Erik crouched before the frozen figure, studying him with ghoulish fascination. “Fascinating . . . Almost cryogenically preserved. I really must send someone back for him when this is all over. I could have endless fun defrosting and dissecting him.”

“He’s ours,” Melody said automatically. “Hands off.”

“You wouldn’t even know what to do with him,” said Erik.

“We’d do our best to treat him, restore him,” said Melody.

“Exactly,” said Erik. “Look at his face. The despair, the horror. You think he ever wants to wake up and remember what he’s been through? If Kim is right, he’s half-way to being a ghost already. So let him go. At least I could have some fun with what’s left.”

“You’re still assuming there’s going to be an afterwards,” said Happy. “There’s a Great Beast here, remember? Let us put all our efforts into surviving the next few moments.”
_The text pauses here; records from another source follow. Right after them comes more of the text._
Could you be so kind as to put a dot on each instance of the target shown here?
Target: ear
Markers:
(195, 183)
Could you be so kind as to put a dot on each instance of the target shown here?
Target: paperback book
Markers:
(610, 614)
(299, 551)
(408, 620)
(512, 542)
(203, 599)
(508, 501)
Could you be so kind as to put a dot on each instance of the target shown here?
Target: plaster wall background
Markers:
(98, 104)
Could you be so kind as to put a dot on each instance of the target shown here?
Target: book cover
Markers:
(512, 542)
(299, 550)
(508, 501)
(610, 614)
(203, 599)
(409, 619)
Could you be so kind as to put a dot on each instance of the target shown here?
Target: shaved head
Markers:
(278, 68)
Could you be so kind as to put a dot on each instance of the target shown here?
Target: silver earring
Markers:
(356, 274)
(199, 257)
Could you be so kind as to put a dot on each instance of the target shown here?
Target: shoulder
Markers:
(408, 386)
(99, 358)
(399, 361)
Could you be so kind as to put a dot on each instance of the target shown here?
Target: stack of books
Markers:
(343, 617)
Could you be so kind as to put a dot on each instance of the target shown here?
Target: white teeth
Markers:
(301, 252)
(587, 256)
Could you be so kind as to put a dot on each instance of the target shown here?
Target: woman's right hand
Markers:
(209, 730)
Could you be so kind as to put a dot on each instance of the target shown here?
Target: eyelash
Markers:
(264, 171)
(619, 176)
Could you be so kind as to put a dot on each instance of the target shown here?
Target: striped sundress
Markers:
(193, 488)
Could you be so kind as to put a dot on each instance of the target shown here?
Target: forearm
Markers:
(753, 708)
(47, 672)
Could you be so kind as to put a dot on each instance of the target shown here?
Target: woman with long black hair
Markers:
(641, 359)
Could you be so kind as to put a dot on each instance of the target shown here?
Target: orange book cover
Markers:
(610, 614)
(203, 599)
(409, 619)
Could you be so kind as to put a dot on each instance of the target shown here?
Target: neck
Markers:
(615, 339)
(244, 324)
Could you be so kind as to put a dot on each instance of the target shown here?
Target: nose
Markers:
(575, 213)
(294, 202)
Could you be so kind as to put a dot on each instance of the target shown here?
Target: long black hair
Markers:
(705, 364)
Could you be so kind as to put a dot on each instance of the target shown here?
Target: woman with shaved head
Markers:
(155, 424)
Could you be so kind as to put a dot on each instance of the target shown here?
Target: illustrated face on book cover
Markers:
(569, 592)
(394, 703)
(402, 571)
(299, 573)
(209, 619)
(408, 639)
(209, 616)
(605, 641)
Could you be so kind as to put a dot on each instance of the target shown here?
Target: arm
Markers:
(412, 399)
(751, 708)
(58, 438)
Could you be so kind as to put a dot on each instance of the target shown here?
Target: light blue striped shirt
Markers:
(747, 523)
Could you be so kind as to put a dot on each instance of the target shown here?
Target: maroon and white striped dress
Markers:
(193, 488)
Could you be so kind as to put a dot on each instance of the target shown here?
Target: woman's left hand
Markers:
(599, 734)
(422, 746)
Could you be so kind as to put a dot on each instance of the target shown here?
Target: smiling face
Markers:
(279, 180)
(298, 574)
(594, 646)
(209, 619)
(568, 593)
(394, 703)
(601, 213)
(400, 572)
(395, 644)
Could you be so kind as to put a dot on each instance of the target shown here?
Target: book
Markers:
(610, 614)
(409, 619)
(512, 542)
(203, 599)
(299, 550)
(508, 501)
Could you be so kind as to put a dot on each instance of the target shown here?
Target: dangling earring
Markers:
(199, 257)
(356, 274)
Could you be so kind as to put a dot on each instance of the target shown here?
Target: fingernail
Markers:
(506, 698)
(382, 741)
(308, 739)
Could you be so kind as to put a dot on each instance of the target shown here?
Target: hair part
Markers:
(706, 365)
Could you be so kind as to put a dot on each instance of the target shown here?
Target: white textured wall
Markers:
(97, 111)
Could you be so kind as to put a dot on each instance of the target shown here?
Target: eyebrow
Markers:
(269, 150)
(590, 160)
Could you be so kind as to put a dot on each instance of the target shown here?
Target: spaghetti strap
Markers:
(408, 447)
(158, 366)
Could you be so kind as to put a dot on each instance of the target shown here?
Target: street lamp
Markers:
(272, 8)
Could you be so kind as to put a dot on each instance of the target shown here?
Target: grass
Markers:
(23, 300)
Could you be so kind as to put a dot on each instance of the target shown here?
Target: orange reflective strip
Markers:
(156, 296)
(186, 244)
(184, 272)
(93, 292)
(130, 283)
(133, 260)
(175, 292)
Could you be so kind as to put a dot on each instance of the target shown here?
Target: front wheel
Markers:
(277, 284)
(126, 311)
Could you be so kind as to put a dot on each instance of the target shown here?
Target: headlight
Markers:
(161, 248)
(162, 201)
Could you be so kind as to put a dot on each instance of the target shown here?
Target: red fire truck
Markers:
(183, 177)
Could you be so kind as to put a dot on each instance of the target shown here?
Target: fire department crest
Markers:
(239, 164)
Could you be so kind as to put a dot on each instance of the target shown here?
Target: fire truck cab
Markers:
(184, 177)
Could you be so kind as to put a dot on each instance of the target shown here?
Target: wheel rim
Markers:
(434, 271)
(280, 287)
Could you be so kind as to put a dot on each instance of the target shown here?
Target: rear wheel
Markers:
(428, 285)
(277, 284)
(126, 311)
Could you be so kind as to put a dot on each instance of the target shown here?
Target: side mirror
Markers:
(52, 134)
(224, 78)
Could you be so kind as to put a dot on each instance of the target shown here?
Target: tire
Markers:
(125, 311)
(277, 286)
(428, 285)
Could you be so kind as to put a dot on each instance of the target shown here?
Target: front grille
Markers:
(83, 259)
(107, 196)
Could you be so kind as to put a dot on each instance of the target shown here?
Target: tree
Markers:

He pushed Erik aside so he could crouch before the frost-covered figure and peer into its frozen face. Erik reached for a weapon. Natasha grabbed his arm and glared at him. None of the others noticed, intent on the still body.

And then there was a sound, and they all turned to look. It was an abnormally low and unnatural growl. It resonated in their bones and in their souls, triggering a strangely familiar atavistic fear. It was a sound from the Past, out of the Deep Past, out of the ancient shared past of the human species. From when we all lived in the forest, and we all lived in fear of the wild. It was the sound of the Beast, of all the wild things that ever were. Full of hate and contempt and brute bloodlust.

JC moved slowly forward, through the archway, and the others went after him. Because they’d come this far, and they had to see, had to know, for themselves. And because something in that terrible sound compelled them. And once they were through the archway, the light blazed up, and they all saw what poor little Billy Hartman had seen.